New Zealand's climate vulnerabilities are real and documented. Cyclone Gabrielle in February 2023 caused an estimated NZ$14.5 billion in damage — the costliest natural disaster in the country's history — and exposed the fragility of infrastructure in Hawke's Bay, Northland, and across the upper North Island. The insurance industry responded not with more coverage but with withdrawal and repricing, leaving tens of thousands of homeowners in flood-prone zones facing unaffordable premiums or no cover at all. The market, in other words, has already priced in the climate risk that the government's planning frameworks have not.

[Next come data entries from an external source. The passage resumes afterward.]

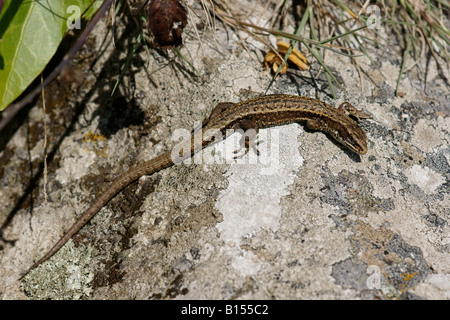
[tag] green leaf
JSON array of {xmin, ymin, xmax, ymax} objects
[{"xmin": 0, "ymin": 0, "xmax": 101, "ymax": 111}]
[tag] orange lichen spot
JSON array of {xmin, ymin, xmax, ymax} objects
[
  {"xmin": 83, "ymin": 130, "xmax": 106, "ymax": 143},
  {"xmin": 264, "ymin": 41, "xmax": 309, "ymax": 74},
  {"xmin": 400, "ymin": 272, "xmax": 417, "ymax": 281}
]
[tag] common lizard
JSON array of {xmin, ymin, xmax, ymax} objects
[{"xmin": 21, "ymin": 94, "xmax": 370, "ymax": 278}]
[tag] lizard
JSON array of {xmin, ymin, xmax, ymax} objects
[{"xmin": 20, "ymin": 94, "xmax": 371, "ymax": 279}]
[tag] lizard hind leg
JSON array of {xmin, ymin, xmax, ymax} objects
[{"xmin": 234, "ymin": 119, "xmax": 260, "ymax": 159}]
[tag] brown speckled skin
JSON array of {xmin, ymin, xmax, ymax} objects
[{"xmin": 22, "ymin": 94, "xmax": 370, "ymax": 277}]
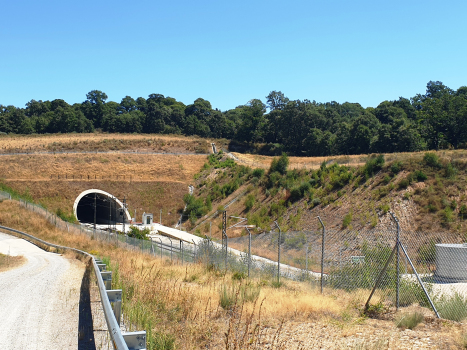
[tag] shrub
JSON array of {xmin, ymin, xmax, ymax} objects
[
  {"xmin": 363, "ymin": 154, "xmax": 384, "ymax": 178},
  {"xmin": 435, "ymin": 292, "xmax": 467, "ymax": 322},
  {"xmin": 459, "ymin": 204, "xmax": 467, "ymax": 219},
  {"xmin": 441, "ymin": 207, "xmax": 454, "ymax": 225},
  {"xmin": 219, "ymin": 285, "xmax": 237, "ymax": 310},
  {"xmin": 269, "ymin": 153, "xmax": 289, "ymax": 175},
  {"xmin": 396, "ymin": 311, "xmax": 425, "ymax": 329},
  {"xmin": 417, "ymin": 240, "xmax": 436, "ymax": 264},
  {"xmin": 444, "ymin": 163, "xmax": 457, "ymax": 179},
  {"xmin": 245, "ymin": 193, "xmax": 256, "ymax": 211},
  {"xmin": 397, "ymin": 179, "xmax": 410, "ymax": 190},
  {"xmin": 379, "ymin": 204, "xmax": 391, "ymax": 214},
  {"xmin": 413, "ymin": 170, "xmax": 428, "ymax": 182},
  {"xmin": 391, "ymin": 162, "xmax": 402, "ymax": 174},
  {"xmin": 423, "ymin": 152, "xmax": 440, "ymax": 168},
  {"xmin": 342, "ymin": 212, "xmax": 352, "ymax": 228},
  {"xmin": 128, "ymin": 226, "xmax": 151, "ymax": 240},
  {"xmin": 253, "ymin": 168, "xmax": 264, "ymax": 178},
  {"xmin": 56, "ymin": 208, "xmax": 76, "ymax": 223}
]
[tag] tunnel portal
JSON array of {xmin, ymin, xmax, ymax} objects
[{"xmin": 73, "ymin": 189, "xmax": 131, "ymax": 225}]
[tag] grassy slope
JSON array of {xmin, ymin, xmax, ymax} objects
[
  {"xmin": 0, "ymin": 134, "xmax": 209, "ymax": 224},
  {"xmin": 188, "ymin": 151, "xmax": 467, "ymax": 239}
]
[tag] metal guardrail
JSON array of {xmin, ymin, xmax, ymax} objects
[{"xmin": 0, "ymin": 226, "xmax": 146, "ymax": 350}]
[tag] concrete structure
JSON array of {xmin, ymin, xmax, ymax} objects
[
  {"xmin": 143, "ymin": 213, "xmax": 154, "ymax": 225},
  {"xmin": 73, "ymin": 189, "xmax": 131, "ymax": 225},
  {"xmin": 435, "ymin": 244, "xmax": 467, "ymax": 282}
]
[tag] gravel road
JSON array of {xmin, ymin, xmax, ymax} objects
[{"xmin": 0, "ymin": 233, "xmax": 85, "ymax": 350}]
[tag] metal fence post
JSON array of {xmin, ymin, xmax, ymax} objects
[
  {"xmin": 167, "ymin": 237, "xmax": 173, "ymax": 262},
  {"xmin": 274, "ymin": 221, "xmax": 281, "ymax": 284},
  {"xmin": 246, "ymin": 227, "xmax": 251, "ymax": 277},
  {"xmin": 159, "ymin": 237, "xmax": 162, "ymax": 259},
  {"xmin": 390, "ymin": 213, "xmax": 401, "ymax": 309},
  {"xmin": 318, "ymin": 216, "xmax": 326, "ymax": 294},
  {"xmin": 222, "ymin": 210, "xmax": 228, "ymax": 271},
  {"xmin": 180, "ymin": 241, "xmax": 183, "ymax": 265}
]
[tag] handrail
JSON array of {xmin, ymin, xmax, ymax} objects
[{"xmin": 0, "ymin": 226, "xmax": 132, "ymax": 350}]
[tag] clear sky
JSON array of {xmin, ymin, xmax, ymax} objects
[{"xmin": 0, "ymin": 0, "xmax": 467, "ymax": 110}]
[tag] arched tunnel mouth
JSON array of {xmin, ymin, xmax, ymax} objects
[{"xmin": 76, "ymin": 192, "xmax": 128, "ymax": 225}]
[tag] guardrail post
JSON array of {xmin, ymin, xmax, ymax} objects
[
  {"xmin": 122, "ymin": 331, "xmax": 146, "ymax": 350},
  {"xmin": 180, "ymin": 241, "xmax": 183, "ymax": 265},
  {"xmin": 107, "ymin": 289, "xmax": 122, "ymax": 326},
  {"xmin": 318, "ymin": 216, "xmax": 326, "ymax": 294},
  {"xmin": 101, "ymin": 271, "xmax": 112, "ymax": 290},
  {"xmin": 167, "ymin": 237, "xmax": 173, "ymax": 262}
]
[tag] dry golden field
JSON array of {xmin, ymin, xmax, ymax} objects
[
  {"xmin": 0, "ymin": 134, "xmax": 209, "ymax": 224},
  {"xmin": 232, "ymin": 150, "xmax": 467, "ymax": 169},
  {"xmin": 0, "ymin": 133, "xmax": 210, "ymax": 153},
  {"xmin": 0, "ymin": 201, "xmax": 467, "ymax": 350}
]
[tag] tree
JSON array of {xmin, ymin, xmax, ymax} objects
[
  {"xmin": 86, "ymin": 90, "xmax": 108, "ymax": 105},
  {"xmin": 119, "ymin": 96, "xmax": 136, "ymax": 113},
  {"xmin": 425, "ymin": 80, "xmax": 453, "ymax": 98},
  {"xmin": 266, "ymin": 91, "xmax": 289, "ymax": 111},
  {"xmin": 237, "ymin": 99, "xmax": 266, "ymax": 142}
]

The Luxon government, meanwhile, has made a series of decisions that run directly counter to climate adaptation planning. It has wound back the previous government's climate legislation, removed the requirement for councils to plan for managed retreat from vulnerable coastal areas, and deprioritised the work of the Climate Change Commission. The argument from the government is that these measures were regulatory overreach and that New Zealand businesses and households need regulatory certainty rather than climate planning mandates.
The problem with that argument is that the climate does not wait for regulatory certainty. The flooding continues. The coastline retreats. The insurance market adapts while the planning system pretends otherwise.
From the perspective of Pacific Island nations, the picture is starkly troubling. The Pacific Islands Forum — in which New Zealand plays a significant role — has repeatedly called for developed-world neighbours to take climate leadership seriously, not merely as an emissions question but as an adaptation and migration question. New Zealand's Pacific Access Category, which provides a quota-based migration pathway for citizens of Tuvalu, Kiribati, Tonga, and Fiji, is widely seen by Pacific advocates as woefully inadequate for the climate displacement that is already occurring and will intensify dramatically over the coming decades.
If New Zealand cannot protect its own Hawke's Bay orchards from a Category 3 cyclone — and cannot rebuild the towns damaged by one — the implicit promise to be a haven and partner for low-lying Pacific nations facing sea-level inundation looks increasingly hollow.
The Newsroom investigation is worth reading in full for its domestic policy detail. But its regional implications are the bigger story. New Zealand is not just an unprepared nation. It is an unprepared anchor state in a region where preparation is quite literally a matter of survival for its neighbours.